I began following the story of Paul Kalanithi a couple of years ago when he wrote an opinion piece about being diagnosed with terminal lung cancer at the age of 35. He had nearly finished his neurosurgery residency at Stanford when he was diagnosed. He knew that his life would be cut short but he didn’t know how short. He might live six months or six years. Sadly, his life was on the shorter side of estimates.
Kalanithi’s book, “When Breath Becomes Air,” was published posthumously. I had thought about asking for it as a birthday gift from Greg, but that seemed too macabre, so I chose a novel instead. When I was browsing for something new to read last week, Greg told me that he had Kalanithi’s book sitting in his nightstand drawer. I was enraged. Why the hiding? I was also thrilled.
I read it in a day. That’s a testament both to the book and to my love of grief literature. Five years ago, I would have run from a book like this — too sad — and now I devour it. In vastly different circumstances, grief looks so much the same.

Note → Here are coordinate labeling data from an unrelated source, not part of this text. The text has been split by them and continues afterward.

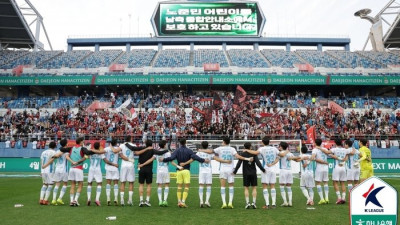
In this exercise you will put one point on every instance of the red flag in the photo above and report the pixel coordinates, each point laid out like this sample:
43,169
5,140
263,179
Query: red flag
217,103
311,134
240,96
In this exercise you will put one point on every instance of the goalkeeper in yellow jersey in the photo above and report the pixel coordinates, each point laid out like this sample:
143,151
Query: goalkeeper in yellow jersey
365,161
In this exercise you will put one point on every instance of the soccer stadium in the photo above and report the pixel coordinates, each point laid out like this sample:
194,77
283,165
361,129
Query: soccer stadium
205,97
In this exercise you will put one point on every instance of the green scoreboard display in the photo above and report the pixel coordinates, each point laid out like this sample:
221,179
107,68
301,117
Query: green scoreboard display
177,19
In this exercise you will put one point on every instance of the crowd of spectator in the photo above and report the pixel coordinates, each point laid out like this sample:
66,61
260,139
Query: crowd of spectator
166,115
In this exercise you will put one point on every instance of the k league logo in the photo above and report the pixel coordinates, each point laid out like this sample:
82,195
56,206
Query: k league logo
373,202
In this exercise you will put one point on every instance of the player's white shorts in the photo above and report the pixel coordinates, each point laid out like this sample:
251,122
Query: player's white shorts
96,175
227,175
127,173
321,175
339,174
58,177
205,178
112,175
47,178
75,174
285,177
353,174
269,177
163,177
307,180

Kalanithi writes lucidly about his life and impending death. He talks about his decision to become a surgeon instead of a writer, and he laments a life spent training for a career he will never fulfill. He searches for ways to carry on a meaningful life in the face of death. Whether we have one year left or 50, that is the crux of everything, isn’t it? It was difficult to reach the end, both because I wanted more and because the end was very literally the end. We will not hear from this brilliant man again.
As wonderful as this book is, reading it can be ego-deflating for a writer. Kalanithi is a brain surgeon who dabbles in writing. I am a far less capable writer who does not dabble in brain surgery. Nonetheless, I felt empowered. This is a book about finding a purpose and pursuing it diligently. In our world of split-second attention spans, we need to spend more time with books like this.